It is no secret that I believe it is critical to ones’ overall health and safety to avoid surgical intrusions into the knee to begin with. Intrusions include those “Quick and easy”, “Simple”, “Just a cleaning” surgical strategies that require incisions and insertions of metal ranging from exploratory arthroscopies to partial knee, total knee and eventually, revision knee replacements. Successfully avoiding a knee replacement until it is absolutely your last recourse is worth any effort and energy required.
“Easier said than done when you have knee pain!” you may understandably reply. True, if every step or two you take leaves you wincing then something is wrong and something needs to be done. My last blog (#7) discussed the need to review all options to ensure that you have a fair and decent diagnosis of your pain before making potentially life-changing decisions. But, what do you do in the meantime, before, during and after a decision? Invest your time in building up and maintaining your core muscles, or CMs. I would also add-in calf and ankle muscle strengthening exercises for full-measure.
The core muscle group includes all muscles in your back, abdomen, hips and upper thighs. They enable you to balance, to remain stable or resume stability after a twist, a leaning, or a fall. Core muscles support and stabilize the spine while also enabling the shoulder, spine, pelvic, hip and knee joints to fulfill their duties, and usually with less pain (among others: Journal of Orthopedic and Sports Physical Medicine, www.jospt.org/doi/full/10.2519/jospt.2018.7365).
By their large group sizes, CMs offer the illusion of leading us to believe that they are in decent, if not excellent shape. They continue holding us up, keeping us walking, allowing us to lift and twist. Aqua gym, carrying groceries while closing the car door, and lifting the grandchildren seem to offer few or no problems. Hmmm…Knee pain has a way of seducing our minds, as well as our CMs, into believing they are strong when, in fact everyday that they are not specifically exercised their strength diminishes. If you suffer knee pain and naturally reduce your activity level but do not maintain specific CM exercises, you will soon learn that these diminished muscles contribute to your knee pain and affect knee rehabilitation, especially after a surgical intervention. This fact became painfully clear to me when I was ordered to lift my leg after knee revision surgery. For three days, I not only struggled with this simple exercise, I strained a groin muscle trying to activate my thigh muscles and then lift my leg. I had been protecting my knee from pain for so long that I neglected the rest of my body, and especially my core muscles. Better to keep your CMs fit and ready for anything than to allow them to rest along with your painful joint. Like throwing the babe out with the bathwater, too much is at stake and too much is lost by ignoring this vital group of protectors when you have specific knee joint pain.
Simple Quick CM check
Lay on a firm surface.

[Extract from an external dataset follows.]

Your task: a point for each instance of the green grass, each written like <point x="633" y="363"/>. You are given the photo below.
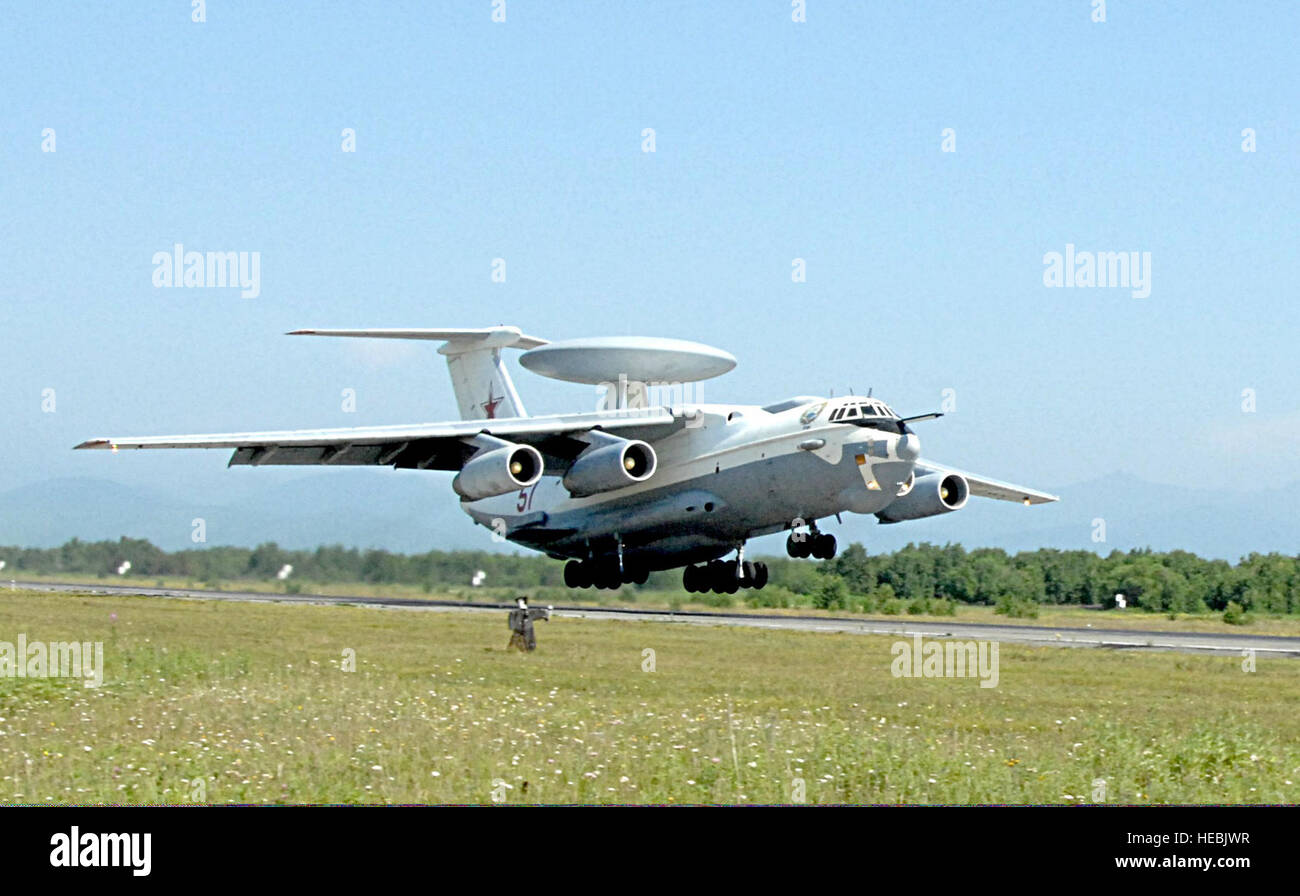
<point x="251" y="701"/>
<point x="1049" y="614"/>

Bend one knee and place that foot on the surface next to your other straightened knee. Keeping your feet 90 degrees from your ankle, lift the straight leg about 30 degrees and hold it for ten seconds. As you lift pull your navel back towards your spine, Slowly bring the leg down all the way to the floor. Repeat ten times. If your thigh muscles begin to shake, if your lower back begins to ache, if your stomach muscles feel the strain, then you know more attention to your CMs is required.

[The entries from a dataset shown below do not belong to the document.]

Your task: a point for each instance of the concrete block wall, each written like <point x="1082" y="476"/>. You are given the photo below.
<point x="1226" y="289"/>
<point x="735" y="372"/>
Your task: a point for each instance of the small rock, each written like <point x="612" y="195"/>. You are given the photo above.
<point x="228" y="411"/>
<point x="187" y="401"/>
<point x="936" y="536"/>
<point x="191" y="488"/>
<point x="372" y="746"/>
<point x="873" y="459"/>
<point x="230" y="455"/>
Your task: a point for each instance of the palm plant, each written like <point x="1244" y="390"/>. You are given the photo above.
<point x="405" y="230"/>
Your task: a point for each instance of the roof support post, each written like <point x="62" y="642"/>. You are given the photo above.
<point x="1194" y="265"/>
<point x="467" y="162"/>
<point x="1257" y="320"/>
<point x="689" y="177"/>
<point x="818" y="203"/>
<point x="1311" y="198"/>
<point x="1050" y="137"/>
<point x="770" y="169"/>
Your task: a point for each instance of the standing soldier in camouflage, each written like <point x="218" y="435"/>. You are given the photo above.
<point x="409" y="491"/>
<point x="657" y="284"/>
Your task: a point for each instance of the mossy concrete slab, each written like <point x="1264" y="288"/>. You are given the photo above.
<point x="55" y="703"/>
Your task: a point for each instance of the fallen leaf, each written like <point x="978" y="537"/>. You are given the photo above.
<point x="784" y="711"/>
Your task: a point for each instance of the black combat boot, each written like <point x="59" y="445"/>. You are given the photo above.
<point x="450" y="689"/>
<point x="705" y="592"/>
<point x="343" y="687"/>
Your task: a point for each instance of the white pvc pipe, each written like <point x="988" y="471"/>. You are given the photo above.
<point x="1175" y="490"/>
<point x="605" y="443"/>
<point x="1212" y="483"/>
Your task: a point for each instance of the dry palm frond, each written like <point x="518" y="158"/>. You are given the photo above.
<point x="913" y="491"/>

Better to know now than later so you can do something about it.
I have been relearning over the course of these past nine months that building up and maintaining my core is what allows me to walk, and then to walk evenly. Core muscles have ensured that my thigh muscles can lift and hold my leg, bend my knee and bear weight at different angles. Core muscles compensate when the joint is loose, offering balance and leverage. My tendency to fear being jostled or pushed, actually tripping, or worst of all, falling (Blog 4) has decreased the more I have increased time building my core muscles. Four months after my knee revision surgery, I have actually begun forgetting my cane occasionally since my CMs are – now- doing their job. Twice this week, I had to walk back to get my cane that, for so long, was an extension of my arm.
Many core muscle exercises are offered online and at your local gyms, YM/WCA’s etc. Your physical therapist will certainly be able to show you a collection of exercises tailored to your particular therapeutic needs. The investment needed to get that kind of advice, and the discipline you will need to maintain your exercise program will not let you down. Without trying to be cute, ‘get a leg’ up on self care by paying attention to your CMs. Doing so will bring a certain kind of agility, strength and physical confidence that can make the difference between suffering and repairing. Slowly but surely.